Carlitos Churchill y otras personas que no son spam
Este viernes entré en todos los restaurantes de la calle dels Sitges, en Barcelona. Me daba de lleno el sol en la cara, hasta cegarme, caminando por la acera de la izquierda. Llevaba mi camiseta gris de la buena suerte. Las paredes eran antiguas, pero yo buscaba a mis amigos recientes: Ilse y Carlitos Churchill.
Los descubrí tras el tercer escaparate al que pegué mi nariz. Se reían con ganas tras una mesa para dos personas, con sus gafas de pasta modernas. No quise quebrar el encanto de ese momento entre ellos. Caminé hasta el final de la vía y me senté en un pilón de hierro para fumar un cigarrillo. Cuando regresé estaban más serenos, a punto de pedir el postre. Entré en el restaurante. Le di un beso a Ilse. Después me presentó a Carlitos. Los dos tienen los ojos azules. Los dos parecían ingleses extraviados tras sus mapas de Barcelona esa tarde, como en una película de Joseph Losey, aunque sean madrileños. Charlamos, y decidí que Carlitos formaría parte de mi lista de personas admitidas en este mundo. El resto son spam. Es un tipo encantador, risueño, inocente, agradable. Me enamoré de Carlitos. Claro que llevaba mi camiseta gris de la buena suerte, que me impide conocer a cabrones.
Este sábado, después de que ella adquiriera todas las mercancías de la tienda del CCCB para llevar regalos a su lista de personas admitidas en este mundo, compartí con Ilse un trozo de sandía en un muelle, con las piernas flotando como vírgenes suicidas sobre el Mediterráneo. Estábamos a la sombra de una palmera, y era agradable dejar pasar el tiempo allí con mi segunda hermana. Contándonos temores y alegrías. Haciéndonos un resumen de lo que nos ha traído la vida recientemente. De lo que nos ha robado. Parecíamos niños en el recreo de la escuela. Llevaba mi camiseta negra de la buena suerte, que me impide comer sandía con personas malparidas.
Luego quedamos con la princesita y Buñuel en el Barrio Gótico. Los descubrimos a través del escaparate de una bombonería de la calle Portaferrissa.
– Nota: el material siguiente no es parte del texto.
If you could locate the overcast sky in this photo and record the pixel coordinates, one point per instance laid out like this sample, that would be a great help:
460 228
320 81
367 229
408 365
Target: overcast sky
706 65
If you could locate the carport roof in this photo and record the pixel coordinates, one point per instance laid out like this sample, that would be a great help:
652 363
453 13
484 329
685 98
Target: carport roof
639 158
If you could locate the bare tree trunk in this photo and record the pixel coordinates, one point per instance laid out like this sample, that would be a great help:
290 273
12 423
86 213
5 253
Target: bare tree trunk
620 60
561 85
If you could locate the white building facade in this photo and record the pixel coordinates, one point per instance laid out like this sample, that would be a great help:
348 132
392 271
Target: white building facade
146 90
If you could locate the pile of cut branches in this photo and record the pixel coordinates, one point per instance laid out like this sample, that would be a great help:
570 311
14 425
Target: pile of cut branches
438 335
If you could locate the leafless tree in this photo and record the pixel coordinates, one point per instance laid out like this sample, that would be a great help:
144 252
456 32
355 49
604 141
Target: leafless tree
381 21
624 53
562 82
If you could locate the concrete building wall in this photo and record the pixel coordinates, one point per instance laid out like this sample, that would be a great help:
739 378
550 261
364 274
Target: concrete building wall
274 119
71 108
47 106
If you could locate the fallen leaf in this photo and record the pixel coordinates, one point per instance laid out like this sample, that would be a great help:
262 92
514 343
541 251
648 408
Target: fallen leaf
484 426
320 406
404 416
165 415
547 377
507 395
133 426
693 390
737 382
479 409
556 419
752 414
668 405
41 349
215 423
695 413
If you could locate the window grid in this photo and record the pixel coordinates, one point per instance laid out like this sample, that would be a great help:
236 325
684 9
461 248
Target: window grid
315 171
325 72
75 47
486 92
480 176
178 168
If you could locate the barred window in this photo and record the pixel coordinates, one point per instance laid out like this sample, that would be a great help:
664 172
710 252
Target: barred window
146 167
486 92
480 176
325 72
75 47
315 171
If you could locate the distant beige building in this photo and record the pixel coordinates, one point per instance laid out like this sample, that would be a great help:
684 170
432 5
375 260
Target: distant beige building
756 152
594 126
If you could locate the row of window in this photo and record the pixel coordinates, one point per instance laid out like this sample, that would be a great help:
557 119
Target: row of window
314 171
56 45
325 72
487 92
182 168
Estaban guapos, vestidos de fiesta porque esa noche iban a una entrega de premios teatrales. Parecían una pareja surgida de una película francesa de Eric Rohmer, con sus ojos oscuros y sus narices afiladas, seleccionando con cuidado el bombón que les ofrecería un momento de felicidad. Escuchaban con atención a la dependienta, que parecía contarles exhaustivamente los detalles de cada dulce, antes de decidirse por la compra de uno u otro. Transformando una nimiedad en un acto de importancia vital. No quisimos quebrar el encanto de ese momento. Ilse y yo caminamos hasta el final de la calle. Me senté en un pilón de hierro para fumar un cigarrillo, mientras ella me contaba esas historias que en su boca siempre parecen cuentos de Elvira Lindo. Habla como escribe. Luego nos reunimos con ellos y, en ese patio del Museu Marés, Ilse, la princesita y Buñuel se incluyeron mutuamente en su lista de personas admitidas en este mundo.
Este domingo quedé con Ilse y la mujer elegante en el patio del CCCB. Llegué tarde, como siempre. Las descubrí hablando en un banco, a lo lejos, como si fueran amigas de siempre. Me senté en un pilón a fumar para no romper su unión. Ilse seguía pareciendo una turista británica en Barcelona, y la mujer elegante tenía la energía de una Sofía Loren, con esa dureza italiana en sus ojos. Las contemplaba, mientras aterrizaban palomas en las baldosas y el viento levantaba las faldas de las turistas de verdad. Pensaba en la suerte que tengo de conocer a toda esa gente, para la que pondría una mesa larga en un patio con flores. Y me sentaría a escuchar sus risas y sus historias, tras la comida.
Ese domingo por la tarde, mi camiseta marrón de la buena suerte no me impìdió cargar la maleta de Ilse, que tenía una rueda rota, hasta la estación de Sants. Regresaba a Madrid. La vi desaparecer por los pasillos del AVE, mientras añoraba ese viernes pasado cuando la buscaba por la calle dels Sitges. Mi segunda hermana se giró para mirarme. Es la única persona del mundo que lo hace cuando nos despedimos. Tenía los ojos muy azules. No sabía cuando los volvería a ver.
Salí con la mujer elegante a la calle. La obligué a caminar, a pesar de sus protestas italianas. Un día de estos la pongo en la carpeta spam.